Федор Михайлович Достоевский (1821-1881) - выдающийся русский писатель, религиозный философ и политический мыслитель - родился в семье военного врача, жившего в Москве. Благоприятная обстановка благочестивого семейства с раннего детства способствовала развитию религиозных представлений о человеческом бытии, русской истории Позднее, в годы обучения в Военно-инженерном училище в Петербурге, под влиянием своих друзей и романтической поэзии Шиллера, идей Руссо, встал на путь религиозных исканий, выражая внутренний, духовный протест против несовершенства социально-политической жизни России середины XIX в. Окончив в 1843 г. офицерские классы Военно-инженерного училища, Ф. М. Достоевский был направлен в Военно-инженерное ведомство. Прослужив там недолгое время, ушел в отставку. В 1845 г. вышла в свет его повесть "Бедные люди", принесшая ему известность.
40-е годы стали важным этапом в его творчестве. Он испытывал серьезное влияние французского утопического социализма, особенно учения Фурье. Социализм, духовно воспринятый им через христианскую веру в нравственные добродетели человеческой природы, становится главным смыслом и направлением в его жизни. Находясь под влиянием В. Г Белинского и радикально настроенного кружка петрашевцев, Достоевский, "уже в 1846 году, - как позже он писал в своем "Дневнике", - был посвящен во всю правду грядущего и обновленного мира, во всю святость будущего коммунистического общества и страстно принял все это учение" (Достоевский Ф. М. Полн. собр. соч.: В 30 т. М., 1972-1984. Т. 14. С. 74).
Идеи социализма в духовном искании писателя отражали "решительное отвержение учения о радикальном зле человеческой природы, укрепляли веру в "совершенство души человеческой”. Но уже в то время, в период мучительных исканий Ф. М. Достоевским гуманистических духовных оснований в решении нравственных проблем, в нем выражалась и вера в разрешение проблем социально-политического бытия путем просветительства, перестройки форм общественной жизни в зависимости от совершенства сознательной деятельности человека.

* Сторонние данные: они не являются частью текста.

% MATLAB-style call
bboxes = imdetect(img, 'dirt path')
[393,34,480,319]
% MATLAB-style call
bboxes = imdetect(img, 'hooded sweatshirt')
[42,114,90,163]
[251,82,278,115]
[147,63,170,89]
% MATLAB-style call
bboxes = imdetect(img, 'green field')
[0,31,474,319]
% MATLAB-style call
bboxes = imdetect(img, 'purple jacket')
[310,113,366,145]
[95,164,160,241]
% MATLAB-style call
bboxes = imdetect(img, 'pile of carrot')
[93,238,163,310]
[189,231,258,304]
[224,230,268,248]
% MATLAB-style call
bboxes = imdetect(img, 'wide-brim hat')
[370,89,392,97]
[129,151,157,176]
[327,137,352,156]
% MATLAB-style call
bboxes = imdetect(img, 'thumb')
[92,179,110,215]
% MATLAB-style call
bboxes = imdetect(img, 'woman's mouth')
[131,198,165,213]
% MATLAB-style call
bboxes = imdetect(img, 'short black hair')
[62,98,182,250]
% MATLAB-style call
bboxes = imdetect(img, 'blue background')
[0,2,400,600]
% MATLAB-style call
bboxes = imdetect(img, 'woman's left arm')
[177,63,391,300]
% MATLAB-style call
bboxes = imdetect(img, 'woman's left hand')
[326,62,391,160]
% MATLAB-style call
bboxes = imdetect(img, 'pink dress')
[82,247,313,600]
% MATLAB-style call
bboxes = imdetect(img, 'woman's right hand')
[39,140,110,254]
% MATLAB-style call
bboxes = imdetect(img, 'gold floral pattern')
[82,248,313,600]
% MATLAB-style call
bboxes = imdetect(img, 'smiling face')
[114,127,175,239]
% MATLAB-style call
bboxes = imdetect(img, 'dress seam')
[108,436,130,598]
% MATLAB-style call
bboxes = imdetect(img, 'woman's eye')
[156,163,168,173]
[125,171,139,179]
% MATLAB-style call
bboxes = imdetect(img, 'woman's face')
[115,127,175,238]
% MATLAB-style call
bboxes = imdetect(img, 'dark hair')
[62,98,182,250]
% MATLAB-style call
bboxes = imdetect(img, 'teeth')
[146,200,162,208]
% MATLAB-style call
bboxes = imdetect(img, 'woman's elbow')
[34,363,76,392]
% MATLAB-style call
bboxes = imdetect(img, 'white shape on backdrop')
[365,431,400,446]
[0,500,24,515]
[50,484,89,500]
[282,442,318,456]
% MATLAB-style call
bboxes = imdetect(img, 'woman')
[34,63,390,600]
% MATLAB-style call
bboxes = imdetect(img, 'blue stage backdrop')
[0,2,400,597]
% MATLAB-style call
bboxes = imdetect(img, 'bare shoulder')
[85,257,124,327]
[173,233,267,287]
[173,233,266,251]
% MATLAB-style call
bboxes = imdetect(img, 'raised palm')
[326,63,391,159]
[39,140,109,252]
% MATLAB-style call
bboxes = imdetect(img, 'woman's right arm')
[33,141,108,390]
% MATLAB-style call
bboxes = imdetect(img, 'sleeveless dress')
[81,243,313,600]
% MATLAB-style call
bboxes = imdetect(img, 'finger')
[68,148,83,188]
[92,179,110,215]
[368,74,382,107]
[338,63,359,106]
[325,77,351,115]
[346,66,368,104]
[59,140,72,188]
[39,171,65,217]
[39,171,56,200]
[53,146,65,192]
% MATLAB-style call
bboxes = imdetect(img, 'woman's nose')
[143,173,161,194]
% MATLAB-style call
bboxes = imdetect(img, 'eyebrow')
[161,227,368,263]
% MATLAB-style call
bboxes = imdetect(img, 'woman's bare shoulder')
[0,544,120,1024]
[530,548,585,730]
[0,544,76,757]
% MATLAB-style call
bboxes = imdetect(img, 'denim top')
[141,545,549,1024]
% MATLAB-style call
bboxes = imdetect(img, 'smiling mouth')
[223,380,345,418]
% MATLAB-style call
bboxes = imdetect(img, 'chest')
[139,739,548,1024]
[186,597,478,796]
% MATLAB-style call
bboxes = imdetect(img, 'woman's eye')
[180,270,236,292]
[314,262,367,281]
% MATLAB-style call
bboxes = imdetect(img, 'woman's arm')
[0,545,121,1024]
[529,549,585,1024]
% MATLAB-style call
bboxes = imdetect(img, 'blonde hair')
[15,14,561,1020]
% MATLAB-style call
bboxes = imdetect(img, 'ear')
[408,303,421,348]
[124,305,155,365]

Для обоснования общественно-политического идеала выдвигались антропологические аргументы фурьеристской теории страстей, наводившей на мысль изучения инстинктов и внутреннего мира человека, управляемого божественным разумом. Философско- политическая концепция Достоевского была выражена в категориях "общего блага", "естественного права", "природы человеческих, общественных отношений" и т. п. Она обличала бюрократизм, социально-политическое невежество, крепостничество. Ранний социализм Достоевского стал важным фактором в духовном искании человеческой свободы, центральной идеей его творческого исследования внутреннего бытия человека, в его отношении к социально- политическому бытию.
Достоевскому, находившемуся в сибирской ссылке после ареста в 1849 г., по делу петрашевцев, преставилась возможность войти в это своеобразное подполье человеческого сознания преступного мира, которое нельзя было объяснить, исходя из модной тогда шопенгауэровской концепции иррациональной слепой воли, управляемой миром и человеческой жизнью, изнутри раздираемой эгоизмом души человеческой, в непрерывной "войне всех против всех”. И все же Достоевский находит свой способ объяснения разлада социально-политического бытия человечества.
В 50-е гг. его убеждения претерпевают изменения. Пути к человеческому счастью и свободе, по его мнению, следует искать не во внешних преобразованиях общества, а во внутреннем самосовершенствовании личности. Эти мысли он развивает в своем творчестве в 60-70-е гг., после возвращения в Петербург (1859). За длительный период идейно-политической изоляции Достоевский не утратил интереса к тайнам человека, социально-политического бытия, диалектике идеи о живой жизни.
60-70-е гг. были самыми плодотворными в творчестве великого писателя. После реформы 1861 г. Россия встала на путь развития буржуазных отношений при сохранении порядков старого политического строя с многочисленными пережитками крепостничества. Как и Европа, Россия вступала в эпоху, когда человечество, по определению Достоевского, переросло исторические рамки старой цивилизации, "закрывшей путь к богатству и культуре для девяти десятых человечества". Это было время становления буржуазно-либеральной идеологии, неприемлемой для Достоевского, принесения личности в жертву капитала, денег и уничтожения всякой свободы людей.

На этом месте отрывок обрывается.